Solo Dio perdona

Solo Dio perdona

Non siamo ai livelli alti di Drive o Valhalla Rising. A volte guardiamo il protagonista Ryan Gosling e ritorniamo indietro nel tempo, nostalgici di una forza evocativa e narrativa che in questo caso non c’è: punto. Parliamo dell’ultima pellicola di uno tra i più bravi e talentuosi registi in circolazione, il danese Nicolas Winding Refn, che qui, almeno, mantiene la rotta del cinema inteso, prima di tutto, come grande mezzo visivo. Dopo circa un’ora di proiezione siamo lì che aspettiamo invano un salto di qualità. Grande tecnica, ma poco cuore.

Bangkok. Il taciturno Julian gestisce una palestra di pugilato come copertura per il business della cocaina e dell’eroina. In una notte di follia, il violento fratello Billy uccide una prostituta minorenne. Le autorità si rivolgono all’ex poliziotto Chang, che punisce Billy tenendo fede al suo ideale di giustizia: la morte. Intanto promette vendetta la “valchiria” Crystal, il capo dell’organizzazione criminale, piombata in città a recuperare il corpo del figlio prediletto.

Chang è l’”Angelo della vendetta” e, nelle intenzioni di Refn, dovrebbe rappresentare una sorta di Dio antagonista a Julian, che invece rappresenterebbe un criminale privo di equilibrio spirituale e dilaniato continuamente al suo interno. Peccato che il tutto si sgretola ogni minuto che passa e rimaniamo soli con il grande estetismo, le luci al neon, e la buona recitazione. Possiamo solo essere lietamente sorpresi in alcune sequenze, come quando Chang, tra le viuzze di Bangkok, scaraventa sulla faccia di un sicario una pentola di olio bollente o quando, puntando tutto sul versante edipico, Crystal tesse a cena le lodi del pene di Billy imbarazzando lo spento Julian.

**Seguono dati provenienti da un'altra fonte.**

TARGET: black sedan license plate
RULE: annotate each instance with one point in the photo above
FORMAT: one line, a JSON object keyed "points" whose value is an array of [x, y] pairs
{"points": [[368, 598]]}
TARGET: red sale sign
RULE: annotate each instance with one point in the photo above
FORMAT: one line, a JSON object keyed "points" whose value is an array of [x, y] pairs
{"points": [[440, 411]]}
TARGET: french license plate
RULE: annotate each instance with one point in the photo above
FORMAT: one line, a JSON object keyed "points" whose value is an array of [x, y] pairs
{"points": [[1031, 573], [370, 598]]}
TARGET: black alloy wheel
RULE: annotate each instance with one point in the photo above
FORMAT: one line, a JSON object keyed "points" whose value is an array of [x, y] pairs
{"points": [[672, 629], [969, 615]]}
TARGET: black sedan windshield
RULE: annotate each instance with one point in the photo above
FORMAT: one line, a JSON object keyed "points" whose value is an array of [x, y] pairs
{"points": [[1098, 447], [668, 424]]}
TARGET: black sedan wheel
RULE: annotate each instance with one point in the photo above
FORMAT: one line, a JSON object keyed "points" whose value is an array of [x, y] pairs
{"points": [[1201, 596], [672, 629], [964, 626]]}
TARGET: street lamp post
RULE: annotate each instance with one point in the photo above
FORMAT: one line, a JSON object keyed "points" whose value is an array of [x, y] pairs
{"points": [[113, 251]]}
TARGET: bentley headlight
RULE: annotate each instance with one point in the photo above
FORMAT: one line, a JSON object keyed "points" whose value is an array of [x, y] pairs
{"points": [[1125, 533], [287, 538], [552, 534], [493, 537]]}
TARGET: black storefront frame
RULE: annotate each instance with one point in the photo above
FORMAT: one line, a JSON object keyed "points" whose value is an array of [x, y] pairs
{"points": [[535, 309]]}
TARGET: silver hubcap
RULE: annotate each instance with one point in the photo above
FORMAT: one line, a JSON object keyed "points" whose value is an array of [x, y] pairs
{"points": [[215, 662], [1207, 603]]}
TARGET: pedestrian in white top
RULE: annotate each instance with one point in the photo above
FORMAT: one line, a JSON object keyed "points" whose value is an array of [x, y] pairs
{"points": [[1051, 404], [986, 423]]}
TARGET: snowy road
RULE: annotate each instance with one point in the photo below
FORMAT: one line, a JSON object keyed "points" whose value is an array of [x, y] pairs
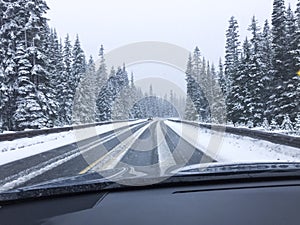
{"points": [[152, 147]]}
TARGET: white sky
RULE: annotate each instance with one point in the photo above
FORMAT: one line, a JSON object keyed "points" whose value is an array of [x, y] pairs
{"points": [[188, 23]]}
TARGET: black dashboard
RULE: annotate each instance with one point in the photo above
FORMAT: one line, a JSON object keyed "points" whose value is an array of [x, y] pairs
{"points": [[263, 202]]}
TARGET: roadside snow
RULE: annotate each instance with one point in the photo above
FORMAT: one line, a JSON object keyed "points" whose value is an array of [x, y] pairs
{"points": [[22, 148], [233, 148]]}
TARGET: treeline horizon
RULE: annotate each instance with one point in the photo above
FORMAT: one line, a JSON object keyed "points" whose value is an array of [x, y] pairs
{"points": [[259, 78]]}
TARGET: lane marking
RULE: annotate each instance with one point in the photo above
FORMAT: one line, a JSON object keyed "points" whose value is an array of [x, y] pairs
{"points": [[165, 156], [113, 157], [122, 146]]}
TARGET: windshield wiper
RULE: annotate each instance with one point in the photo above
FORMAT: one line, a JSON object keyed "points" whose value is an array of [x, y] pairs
{"points": [[93, 182]]}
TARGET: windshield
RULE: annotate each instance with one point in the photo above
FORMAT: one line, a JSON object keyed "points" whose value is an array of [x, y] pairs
{"points": [[126, 89]]}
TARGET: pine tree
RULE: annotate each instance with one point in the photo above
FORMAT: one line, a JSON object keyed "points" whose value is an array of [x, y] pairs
{"points": [[85, 97], [279, 45], [287, 124], [68, 84], [231, 68], [297, 124], [267, 69], [254, 84]]}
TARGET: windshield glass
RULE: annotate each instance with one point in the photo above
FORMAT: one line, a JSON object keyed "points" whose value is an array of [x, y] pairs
{"points": [[127, 89]]}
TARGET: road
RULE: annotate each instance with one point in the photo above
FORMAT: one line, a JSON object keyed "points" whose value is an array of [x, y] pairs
{"points": [[151, 147]]}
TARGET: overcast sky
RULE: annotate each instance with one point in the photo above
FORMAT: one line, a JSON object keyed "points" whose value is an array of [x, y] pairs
{"points": [[186, 23]]}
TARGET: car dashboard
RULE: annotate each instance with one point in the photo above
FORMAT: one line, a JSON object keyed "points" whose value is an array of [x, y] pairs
{"points": [[237, 202]]}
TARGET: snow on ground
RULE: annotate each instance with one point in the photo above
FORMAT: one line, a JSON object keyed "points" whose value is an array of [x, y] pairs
{"points": [[230, 148], [22, 148]]}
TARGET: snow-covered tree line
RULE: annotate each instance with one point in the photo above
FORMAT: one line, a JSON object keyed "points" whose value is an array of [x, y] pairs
{"points": [[151, 105], [259, 81], [38, 73]]}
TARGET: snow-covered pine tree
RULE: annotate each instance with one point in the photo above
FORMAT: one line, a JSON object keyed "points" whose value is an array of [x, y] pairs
{"points": [[108, 94], [279, 46], [267, 69], [232, 51], [238, 102], [222, 78], [67, 91], [78, 63], [29, 113], [254, 84], [85, 97], [274, 125], [289, 95], [297, 124], [102, 71], [287, 125], [190, 109], [266, 124]]}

La colonna sonora non ha una forte significazione e si propone esclusivamente come ritmo delle pulsioni dei personaggi, tra cui Chang è l’unico ad avere, per la messinscena, un doppio binario, visto che ci interfacciamo spesso con la sua ombra. C’è inoltre un omaggio all’Italia, con un David di Michelangelo attaccato al muro che si gode una delle tante torture e fa da contraltare, con la perfezione delle sue forme, ai corpi sventrati che ciclicamente, meccanicamente Refn ci apparecchia.

La sintesi latita e i fischi in sala, durante la proiezione stampa, certificano il passo falso. Un regista che saprà sicuramente ripartire per farci sognare ma che, in questo caso, ha dimostrato un atteggiamento stanco e svogliato.